Richard Fairbanks, président-directeur général de Capital One, a publié la déclaration suivante via un communiqué de presse : « Même si je suis reconnaissant que l’auteur ait été appréhendé, je suis profondément désolé pour ce qui s’est passé. Je m’excuse sincèrement pour l’inquiétude compréhensible que cet incident a suscitée chez les personnes touchées, et je m’engage à faire le bien. »
Capital One a déclaré qu’aucun numéro de compte de carte de crédit ou information de connexion n’avait été compromis et que plus de 99 % des numéros de sécurité sociale n’étaient pas compromis, au-delà des 140 000 connus de la banque.
Qui est derrière le piratage ?
Le journal Wall Street signalé que le FBI avait arrêté la pirate informatique présumée, Paige A. Thompson, plus tôt dans la journée à Seattle. Thompson, selon le Journal, est un ancien d’Amazon Web Services. Les enquêteurs allèguent que Mme Thompson a pénétré par effraction dans les serveurs que Capital One avait loués à la société de cloud computing d’Amazon pour voler les données des clients de la banque. Selon la plainte pénale, Mme Thompson a été accusée d’un chef d’accusation de fraude et d’abus informatiques, ayant prétendument accédé aux données de la banque via un pare-feu mal configuré.
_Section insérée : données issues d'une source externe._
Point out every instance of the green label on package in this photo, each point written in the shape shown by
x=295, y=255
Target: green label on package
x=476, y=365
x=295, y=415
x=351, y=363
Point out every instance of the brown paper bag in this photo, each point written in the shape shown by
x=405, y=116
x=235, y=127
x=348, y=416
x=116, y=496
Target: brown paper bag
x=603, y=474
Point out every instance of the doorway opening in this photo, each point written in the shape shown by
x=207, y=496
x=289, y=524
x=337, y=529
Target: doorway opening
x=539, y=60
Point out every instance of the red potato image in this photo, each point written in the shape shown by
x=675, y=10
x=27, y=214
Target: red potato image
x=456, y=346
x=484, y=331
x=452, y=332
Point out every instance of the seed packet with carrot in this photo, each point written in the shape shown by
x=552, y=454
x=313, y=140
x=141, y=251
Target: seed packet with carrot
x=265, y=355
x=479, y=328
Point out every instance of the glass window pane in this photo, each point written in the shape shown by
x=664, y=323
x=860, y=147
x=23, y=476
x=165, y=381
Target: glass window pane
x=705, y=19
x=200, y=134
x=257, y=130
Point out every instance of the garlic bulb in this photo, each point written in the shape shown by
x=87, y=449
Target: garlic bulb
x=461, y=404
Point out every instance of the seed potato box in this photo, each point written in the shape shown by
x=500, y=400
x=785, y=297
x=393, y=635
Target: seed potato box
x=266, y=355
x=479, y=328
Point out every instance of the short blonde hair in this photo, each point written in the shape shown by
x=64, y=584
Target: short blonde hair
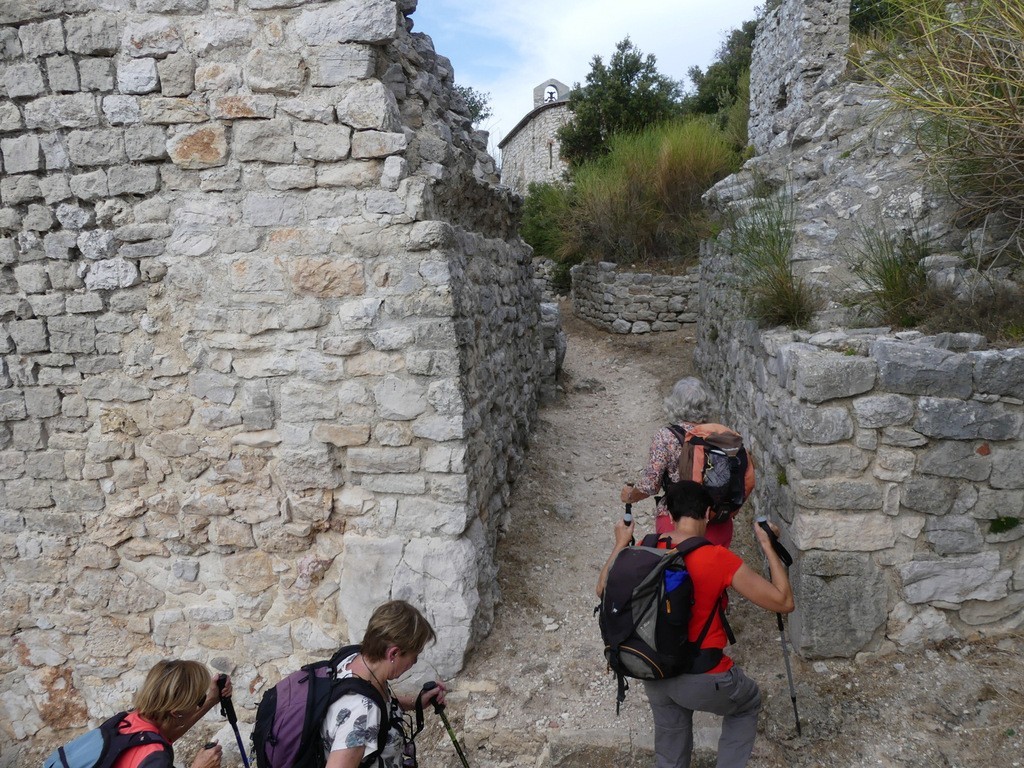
x=172, y=687
x=395, y=623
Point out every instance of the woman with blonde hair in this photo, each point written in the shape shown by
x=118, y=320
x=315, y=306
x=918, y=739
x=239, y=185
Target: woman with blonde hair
x=175, y=695
x=394, y=637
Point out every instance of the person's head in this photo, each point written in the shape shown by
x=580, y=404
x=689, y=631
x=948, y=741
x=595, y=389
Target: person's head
x=396, y=633
x=173, y=689
x=687, y=499
x=688, y=401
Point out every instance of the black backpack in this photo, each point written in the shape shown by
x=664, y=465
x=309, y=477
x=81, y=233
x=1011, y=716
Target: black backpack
x=102, y=745
x=715, y=457
x=287, y=729
x=644, y=614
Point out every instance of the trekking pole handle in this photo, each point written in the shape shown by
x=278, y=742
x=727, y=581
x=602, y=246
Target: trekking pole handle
x=226, y=707
x=428, y=686
x=782, y=552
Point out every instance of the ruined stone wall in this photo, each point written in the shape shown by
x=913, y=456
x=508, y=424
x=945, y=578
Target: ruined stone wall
x=271, y=348
x=534, y=153
x=633, y=302
x=891, y=460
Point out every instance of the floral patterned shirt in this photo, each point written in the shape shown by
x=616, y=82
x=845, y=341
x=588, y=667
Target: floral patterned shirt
x=354, y=721
x=665, y=453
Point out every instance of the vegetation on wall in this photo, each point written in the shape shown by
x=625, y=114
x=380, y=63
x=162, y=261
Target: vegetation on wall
x=626, y=95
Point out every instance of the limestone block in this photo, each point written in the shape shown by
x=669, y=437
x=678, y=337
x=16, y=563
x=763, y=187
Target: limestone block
x=913, y=369
x=96, y=74
x=373, y=22
x=198, y=146
x=818, y=425
x=338, y=65
x=96, y=147
x=122, y=110
x=172, y=6
x=834, y=587
x=966, y=420
x=61, y=74
x=243, y=105
x=264, y=140
x=377, y=144
x=111, y=273
x=954, y=580
x=137, y=75
x=327, y=278
x=369, y=104
x=274, y=72
x=152, y=37
x=93, y=34
x=204, y=37
x=51, y=113
x=10, y=117
x=847, y=495
x=24, y=80
x=911, y=629
x=42, y=39
x=145, y=142
x=323, y=142
x=1007, y=469
x=441, y=574
x=882, y=411
x=999, y=372
x=953, y=535
x=20, y=154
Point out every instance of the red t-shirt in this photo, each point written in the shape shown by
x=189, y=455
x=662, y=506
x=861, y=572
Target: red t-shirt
x=146, y=756
x=712, y=569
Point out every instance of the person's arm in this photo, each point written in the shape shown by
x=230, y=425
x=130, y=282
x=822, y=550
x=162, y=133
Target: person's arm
x=775, y=595
x=624, y=535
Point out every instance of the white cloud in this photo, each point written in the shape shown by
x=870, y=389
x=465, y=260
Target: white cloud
x=532, y=40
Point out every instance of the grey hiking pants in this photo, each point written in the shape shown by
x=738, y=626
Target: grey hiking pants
x=673, y=701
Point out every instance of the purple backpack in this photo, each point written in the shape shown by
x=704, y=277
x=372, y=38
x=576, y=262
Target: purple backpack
x=287, y=730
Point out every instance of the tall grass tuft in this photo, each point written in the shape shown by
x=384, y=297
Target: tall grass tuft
x=961, y=66
x=762, y=241
x=889, y=265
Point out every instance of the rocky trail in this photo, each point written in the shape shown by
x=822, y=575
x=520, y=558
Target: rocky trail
x=536, y=692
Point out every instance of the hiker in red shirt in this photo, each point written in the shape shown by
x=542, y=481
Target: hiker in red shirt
x=686, y=408
x=175, y=695
x=723, y=688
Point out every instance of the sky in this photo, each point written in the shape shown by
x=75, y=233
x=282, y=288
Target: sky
x=508, y=47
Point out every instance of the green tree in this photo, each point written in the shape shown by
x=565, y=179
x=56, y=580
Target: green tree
x=625, y=96
x=477, y=102
x=717, y=88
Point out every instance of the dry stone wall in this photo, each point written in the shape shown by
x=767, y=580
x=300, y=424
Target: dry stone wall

Que doivent faire les clients ?
Pour les clients, Capital One en a publié un Questions fréquemment posées qui détaille comment réagir à une violation et ce que les clients peuvent faire s’ils sont concernés. La société a déclaré qu’elle informerait les personnes concernées par divers canaux. Une surveillance gratuite du crédit et une protection de l’identité seront fournies aux personnes concernées, mais Capital One recommande aux clients de surveiller leurs comptes pour détecter toute activité suspecte et de la signaler immédiatement à la banque.